SUMMARY: The number of near-miss events between manned and unmanned aircraft is escalating at an alarming rate. Expert believe it is only a matter of time before a serious mishap occurs.
PROBLEM: Near-misses between drones and airplanes are accelerating at an alarming rate. According to the FAA, 650 cases have been documented as of August 2016. The problem is global. An airliner narrowly avoided hitting a drone last month in London. The Dubai airport has been repeatedly shut down due to unregulated drone activity near it's flight paths. Experts believe it is just a matter of time before the first accident occurs.
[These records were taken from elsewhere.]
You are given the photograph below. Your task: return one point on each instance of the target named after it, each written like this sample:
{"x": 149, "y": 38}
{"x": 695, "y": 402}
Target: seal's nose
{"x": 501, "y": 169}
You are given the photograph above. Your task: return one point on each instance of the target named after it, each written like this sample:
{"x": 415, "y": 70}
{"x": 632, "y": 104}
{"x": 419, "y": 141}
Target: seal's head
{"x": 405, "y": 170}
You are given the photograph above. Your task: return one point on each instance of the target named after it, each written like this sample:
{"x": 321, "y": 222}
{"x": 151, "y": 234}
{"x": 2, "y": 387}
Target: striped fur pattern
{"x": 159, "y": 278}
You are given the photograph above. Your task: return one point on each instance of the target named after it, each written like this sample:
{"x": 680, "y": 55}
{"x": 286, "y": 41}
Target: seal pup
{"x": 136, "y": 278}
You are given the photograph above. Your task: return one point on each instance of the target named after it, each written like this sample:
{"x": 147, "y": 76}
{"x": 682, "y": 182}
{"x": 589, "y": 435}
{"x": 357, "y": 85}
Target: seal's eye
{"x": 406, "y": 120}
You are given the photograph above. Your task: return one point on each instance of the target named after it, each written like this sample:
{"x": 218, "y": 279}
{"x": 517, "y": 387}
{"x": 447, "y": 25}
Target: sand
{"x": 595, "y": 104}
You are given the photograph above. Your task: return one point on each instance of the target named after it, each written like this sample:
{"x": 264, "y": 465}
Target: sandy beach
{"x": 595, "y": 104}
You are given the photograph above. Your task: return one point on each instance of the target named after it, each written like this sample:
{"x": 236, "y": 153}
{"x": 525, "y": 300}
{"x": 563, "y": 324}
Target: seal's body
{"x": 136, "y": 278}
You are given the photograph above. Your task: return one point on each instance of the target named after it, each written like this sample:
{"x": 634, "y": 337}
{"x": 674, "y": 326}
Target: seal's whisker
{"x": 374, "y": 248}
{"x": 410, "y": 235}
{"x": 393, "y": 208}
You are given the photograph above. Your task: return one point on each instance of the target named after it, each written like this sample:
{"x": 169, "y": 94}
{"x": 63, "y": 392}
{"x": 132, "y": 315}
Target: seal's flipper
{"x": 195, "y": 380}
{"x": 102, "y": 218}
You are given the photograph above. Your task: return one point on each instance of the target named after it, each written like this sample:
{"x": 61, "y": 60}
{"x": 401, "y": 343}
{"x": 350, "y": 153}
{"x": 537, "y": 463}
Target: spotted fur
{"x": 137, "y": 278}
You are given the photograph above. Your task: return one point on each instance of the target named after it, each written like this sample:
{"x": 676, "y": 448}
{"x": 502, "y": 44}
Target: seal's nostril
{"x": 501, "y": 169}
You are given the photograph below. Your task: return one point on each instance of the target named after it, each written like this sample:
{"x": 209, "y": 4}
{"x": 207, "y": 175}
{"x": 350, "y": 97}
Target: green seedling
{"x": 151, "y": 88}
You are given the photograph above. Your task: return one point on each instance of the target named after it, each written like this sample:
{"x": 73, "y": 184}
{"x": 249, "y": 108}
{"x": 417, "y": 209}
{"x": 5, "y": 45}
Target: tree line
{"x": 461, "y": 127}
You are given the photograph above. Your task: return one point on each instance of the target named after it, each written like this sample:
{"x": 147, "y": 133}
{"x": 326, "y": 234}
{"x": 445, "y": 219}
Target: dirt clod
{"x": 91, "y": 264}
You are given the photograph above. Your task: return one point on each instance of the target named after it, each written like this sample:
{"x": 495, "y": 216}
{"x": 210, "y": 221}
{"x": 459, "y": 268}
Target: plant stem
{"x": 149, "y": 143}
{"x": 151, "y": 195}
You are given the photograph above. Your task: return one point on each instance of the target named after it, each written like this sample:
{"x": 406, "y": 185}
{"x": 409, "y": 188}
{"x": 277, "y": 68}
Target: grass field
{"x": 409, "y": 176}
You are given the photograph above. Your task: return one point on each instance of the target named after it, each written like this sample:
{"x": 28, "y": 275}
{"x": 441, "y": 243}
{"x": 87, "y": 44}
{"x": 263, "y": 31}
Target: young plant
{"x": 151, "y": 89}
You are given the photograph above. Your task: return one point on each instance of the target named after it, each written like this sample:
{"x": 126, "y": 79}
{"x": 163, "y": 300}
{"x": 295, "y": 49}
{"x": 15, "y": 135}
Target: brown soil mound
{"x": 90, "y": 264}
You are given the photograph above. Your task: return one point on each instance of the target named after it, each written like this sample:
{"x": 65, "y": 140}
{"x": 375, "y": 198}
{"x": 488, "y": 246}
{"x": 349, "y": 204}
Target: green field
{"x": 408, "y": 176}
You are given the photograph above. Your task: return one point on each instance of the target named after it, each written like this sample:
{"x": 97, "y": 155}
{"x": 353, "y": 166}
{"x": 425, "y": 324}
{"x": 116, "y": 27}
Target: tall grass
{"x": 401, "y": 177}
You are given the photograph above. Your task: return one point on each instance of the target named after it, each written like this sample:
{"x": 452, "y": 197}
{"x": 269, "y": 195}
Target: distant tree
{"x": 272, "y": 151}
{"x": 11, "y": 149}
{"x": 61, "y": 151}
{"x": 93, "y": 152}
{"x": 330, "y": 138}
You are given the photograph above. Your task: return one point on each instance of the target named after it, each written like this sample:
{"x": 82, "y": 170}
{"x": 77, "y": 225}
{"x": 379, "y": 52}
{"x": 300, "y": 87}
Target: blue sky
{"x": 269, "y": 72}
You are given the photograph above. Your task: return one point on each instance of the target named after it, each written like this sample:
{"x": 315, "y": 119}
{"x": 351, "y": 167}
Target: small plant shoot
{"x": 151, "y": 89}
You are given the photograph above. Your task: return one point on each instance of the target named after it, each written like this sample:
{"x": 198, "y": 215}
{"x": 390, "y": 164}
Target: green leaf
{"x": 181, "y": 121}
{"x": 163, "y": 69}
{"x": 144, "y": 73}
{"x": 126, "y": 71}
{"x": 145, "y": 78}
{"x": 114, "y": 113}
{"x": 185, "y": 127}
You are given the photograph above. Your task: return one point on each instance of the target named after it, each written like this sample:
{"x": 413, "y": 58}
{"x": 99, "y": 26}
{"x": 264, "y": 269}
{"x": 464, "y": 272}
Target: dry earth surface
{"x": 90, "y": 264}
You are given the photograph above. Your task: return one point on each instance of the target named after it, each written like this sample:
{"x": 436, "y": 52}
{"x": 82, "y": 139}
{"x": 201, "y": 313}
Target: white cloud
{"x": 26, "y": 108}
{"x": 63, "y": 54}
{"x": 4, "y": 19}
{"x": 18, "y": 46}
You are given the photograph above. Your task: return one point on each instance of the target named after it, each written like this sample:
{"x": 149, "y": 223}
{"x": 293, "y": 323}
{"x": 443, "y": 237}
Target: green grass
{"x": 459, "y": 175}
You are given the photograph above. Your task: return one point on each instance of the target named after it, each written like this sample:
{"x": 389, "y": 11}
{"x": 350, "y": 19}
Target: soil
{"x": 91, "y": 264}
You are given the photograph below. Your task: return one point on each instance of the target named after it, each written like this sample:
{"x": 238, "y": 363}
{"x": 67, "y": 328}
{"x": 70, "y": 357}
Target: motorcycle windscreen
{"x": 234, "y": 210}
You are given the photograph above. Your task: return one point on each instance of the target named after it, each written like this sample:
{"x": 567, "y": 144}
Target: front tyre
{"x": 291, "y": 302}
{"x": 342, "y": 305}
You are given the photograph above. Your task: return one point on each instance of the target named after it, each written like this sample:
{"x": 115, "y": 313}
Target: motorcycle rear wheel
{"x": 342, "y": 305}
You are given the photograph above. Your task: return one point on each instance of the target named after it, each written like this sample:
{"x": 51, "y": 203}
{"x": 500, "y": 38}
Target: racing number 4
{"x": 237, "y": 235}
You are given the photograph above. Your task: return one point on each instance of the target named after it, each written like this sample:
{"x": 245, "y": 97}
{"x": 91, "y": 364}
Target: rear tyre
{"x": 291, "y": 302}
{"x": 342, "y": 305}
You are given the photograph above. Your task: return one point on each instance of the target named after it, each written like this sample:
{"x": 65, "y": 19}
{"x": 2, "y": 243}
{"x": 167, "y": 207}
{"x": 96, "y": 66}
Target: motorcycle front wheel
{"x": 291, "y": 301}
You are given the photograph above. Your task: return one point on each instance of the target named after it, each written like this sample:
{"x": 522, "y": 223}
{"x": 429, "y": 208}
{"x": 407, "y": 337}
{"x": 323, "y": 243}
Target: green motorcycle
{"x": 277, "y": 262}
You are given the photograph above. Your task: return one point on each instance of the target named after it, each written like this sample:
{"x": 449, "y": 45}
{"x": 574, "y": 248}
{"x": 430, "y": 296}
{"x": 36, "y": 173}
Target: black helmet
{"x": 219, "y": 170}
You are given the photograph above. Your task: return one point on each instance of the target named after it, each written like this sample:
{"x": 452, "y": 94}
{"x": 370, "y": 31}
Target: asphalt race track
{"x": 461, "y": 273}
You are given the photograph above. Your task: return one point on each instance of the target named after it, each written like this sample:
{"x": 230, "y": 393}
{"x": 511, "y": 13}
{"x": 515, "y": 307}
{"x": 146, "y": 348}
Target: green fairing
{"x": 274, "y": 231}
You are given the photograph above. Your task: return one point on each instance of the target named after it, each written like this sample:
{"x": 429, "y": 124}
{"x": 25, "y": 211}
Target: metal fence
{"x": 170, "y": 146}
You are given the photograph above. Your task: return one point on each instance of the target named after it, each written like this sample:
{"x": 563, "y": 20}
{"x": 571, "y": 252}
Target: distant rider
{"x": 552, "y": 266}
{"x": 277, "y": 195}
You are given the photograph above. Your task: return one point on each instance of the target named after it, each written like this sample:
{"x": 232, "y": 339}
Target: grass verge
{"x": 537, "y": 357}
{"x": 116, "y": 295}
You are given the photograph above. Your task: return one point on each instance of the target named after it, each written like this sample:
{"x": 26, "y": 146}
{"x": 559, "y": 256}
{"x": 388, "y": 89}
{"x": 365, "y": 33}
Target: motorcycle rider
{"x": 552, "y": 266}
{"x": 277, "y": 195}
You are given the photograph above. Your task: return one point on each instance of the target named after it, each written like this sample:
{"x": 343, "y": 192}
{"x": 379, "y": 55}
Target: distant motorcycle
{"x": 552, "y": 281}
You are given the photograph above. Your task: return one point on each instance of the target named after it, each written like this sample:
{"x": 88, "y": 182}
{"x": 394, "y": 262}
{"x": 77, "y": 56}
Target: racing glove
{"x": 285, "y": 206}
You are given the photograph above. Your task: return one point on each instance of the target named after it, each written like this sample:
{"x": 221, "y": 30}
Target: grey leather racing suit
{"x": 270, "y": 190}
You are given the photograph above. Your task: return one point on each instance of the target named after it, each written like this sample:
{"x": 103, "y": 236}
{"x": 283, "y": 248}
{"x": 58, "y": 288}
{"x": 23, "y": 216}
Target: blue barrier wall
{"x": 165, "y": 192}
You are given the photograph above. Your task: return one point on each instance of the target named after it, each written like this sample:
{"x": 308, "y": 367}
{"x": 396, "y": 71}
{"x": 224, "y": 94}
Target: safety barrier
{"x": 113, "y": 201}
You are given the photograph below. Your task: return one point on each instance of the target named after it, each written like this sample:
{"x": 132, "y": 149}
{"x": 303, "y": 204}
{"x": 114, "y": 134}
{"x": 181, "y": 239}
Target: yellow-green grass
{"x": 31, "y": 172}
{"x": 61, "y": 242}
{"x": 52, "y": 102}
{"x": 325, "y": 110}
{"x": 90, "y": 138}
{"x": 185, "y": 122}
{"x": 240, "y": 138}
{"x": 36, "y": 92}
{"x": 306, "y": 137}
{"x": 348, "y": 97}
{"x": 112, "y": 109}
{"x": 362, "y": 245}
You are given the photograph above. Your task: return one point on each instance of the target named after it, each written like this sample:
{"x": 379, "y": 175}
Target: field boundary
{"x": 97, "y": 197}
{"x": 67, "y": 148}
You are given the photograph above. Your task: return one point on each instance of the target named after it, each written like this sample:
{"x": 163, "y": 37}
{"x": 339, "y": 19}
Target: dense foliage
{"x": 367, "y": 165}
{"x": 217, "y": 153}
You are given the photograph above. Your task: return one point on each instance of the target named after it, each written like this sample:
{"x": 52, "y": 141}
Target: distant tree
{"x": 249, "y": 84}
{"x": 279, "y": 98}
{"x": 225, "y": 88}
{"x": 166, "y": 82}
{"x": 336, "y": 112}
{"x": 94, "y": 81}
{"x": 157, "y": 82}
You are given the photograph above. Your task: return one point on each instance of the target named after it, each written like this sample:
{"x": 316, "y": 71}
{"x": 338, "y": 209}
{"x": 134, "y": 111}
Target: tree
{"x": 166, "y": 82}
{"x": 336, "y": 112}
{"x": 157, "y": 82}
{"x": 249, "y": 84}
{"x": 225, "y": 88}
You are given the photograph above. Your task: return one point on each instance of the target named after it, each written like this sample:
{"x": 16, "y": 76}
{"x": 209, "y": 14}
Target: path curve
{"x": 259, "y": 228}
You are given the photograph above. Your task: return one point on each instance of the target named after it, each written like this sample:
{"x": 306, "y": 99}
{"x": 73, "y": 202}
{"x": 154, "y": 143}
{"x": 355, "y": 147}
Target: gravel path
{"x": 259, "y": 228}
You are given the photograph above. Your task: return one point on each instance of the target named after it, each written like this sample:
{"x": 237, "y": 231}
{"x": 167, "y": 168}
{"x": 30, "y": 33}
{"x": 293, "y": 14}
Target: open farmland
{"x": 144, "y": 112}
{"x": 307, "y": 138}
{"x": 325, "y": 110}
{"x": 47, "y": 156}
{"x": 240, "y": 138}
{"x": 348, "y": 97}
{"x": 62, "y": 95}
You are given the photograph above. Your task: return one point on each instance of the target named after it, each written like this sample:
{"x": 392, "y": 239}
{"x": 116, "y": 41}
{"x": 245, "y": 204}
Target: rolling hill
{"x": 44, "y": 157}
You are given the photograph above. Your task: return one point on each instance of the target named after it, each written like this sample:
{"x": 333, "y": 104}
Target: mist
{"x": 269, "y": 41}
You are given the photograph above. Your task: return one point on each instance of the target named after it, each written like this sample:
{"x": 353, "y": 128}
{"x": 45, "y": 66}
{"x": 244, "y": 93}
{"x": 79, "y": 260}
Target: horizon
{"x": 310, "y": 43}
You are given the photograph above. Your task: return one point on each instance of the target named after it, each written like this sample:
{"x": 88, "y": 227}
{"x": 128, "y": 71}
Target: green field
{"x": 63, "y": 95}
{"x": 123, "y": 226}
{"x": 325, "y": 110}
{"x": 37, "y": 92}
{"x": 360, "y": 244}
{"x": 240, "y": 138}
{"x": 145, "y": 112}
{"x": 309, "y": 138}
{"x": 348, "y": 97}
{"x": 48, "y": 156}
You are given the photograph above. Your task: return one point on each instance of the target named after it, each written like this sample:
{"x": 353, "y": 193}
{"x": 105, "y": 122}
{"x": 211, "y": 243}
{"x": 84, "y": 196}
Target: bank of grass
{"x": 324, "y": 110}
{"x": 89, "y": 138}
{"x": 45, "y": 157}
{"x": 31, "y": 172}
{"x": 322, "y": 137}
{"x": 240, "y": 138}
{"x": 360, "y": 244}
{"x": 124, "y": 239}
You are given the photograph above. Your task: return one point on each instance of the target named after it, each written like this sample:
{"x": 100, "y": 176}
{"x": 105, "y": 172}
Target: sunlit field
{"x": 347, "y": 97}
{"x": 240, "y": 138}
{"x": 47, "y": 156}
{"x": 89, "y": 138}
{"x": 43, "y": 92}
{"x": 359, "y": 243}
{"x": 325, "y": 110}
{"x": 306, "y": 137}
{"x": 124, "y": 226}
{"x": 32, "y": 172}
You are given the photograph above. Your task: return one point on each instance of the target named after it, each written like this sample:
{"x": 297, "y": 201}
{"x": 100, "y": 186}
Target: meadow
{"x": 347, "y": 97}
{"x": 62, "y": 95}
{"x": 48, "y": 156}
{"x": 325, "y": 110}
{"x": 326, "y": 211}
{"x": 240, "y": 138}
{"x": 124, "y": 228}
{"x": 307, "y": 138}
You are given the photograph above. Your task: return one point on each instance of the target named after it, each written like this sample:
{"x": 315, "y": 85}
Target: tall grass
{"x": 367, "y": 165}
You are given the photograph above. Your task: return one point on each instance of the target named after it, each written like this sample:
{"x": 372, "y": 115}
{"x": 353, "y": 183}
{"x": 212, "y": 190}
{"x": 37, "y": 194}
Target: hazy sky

SOLUTION: Researchers in the U.S. and the U.K. are scrambling for a solution to this growing problem. The first step in the process is understanding what is likely to occur if these two aircraft collide. Computer simulations and physical tests are helping to shed light on what could happen.Several studies are showing a potentially catastrophic impact, with drones taking on the form of "mechanical geese from hell when it comes to commercial and low-altitude helicopters." "Impacts from drones are not the same as impact of birds," says Javid Bayandor, associate professor and director of the Crashworthiness for Aerospace Structures and Hybrids (CRASH) Lab at Virginia Tech. "Birds can disintegrate relatively easily...you get something like a very viscous bulk of fluid on the other side" says Bayandor. "A drone can be like a rock going through the engine."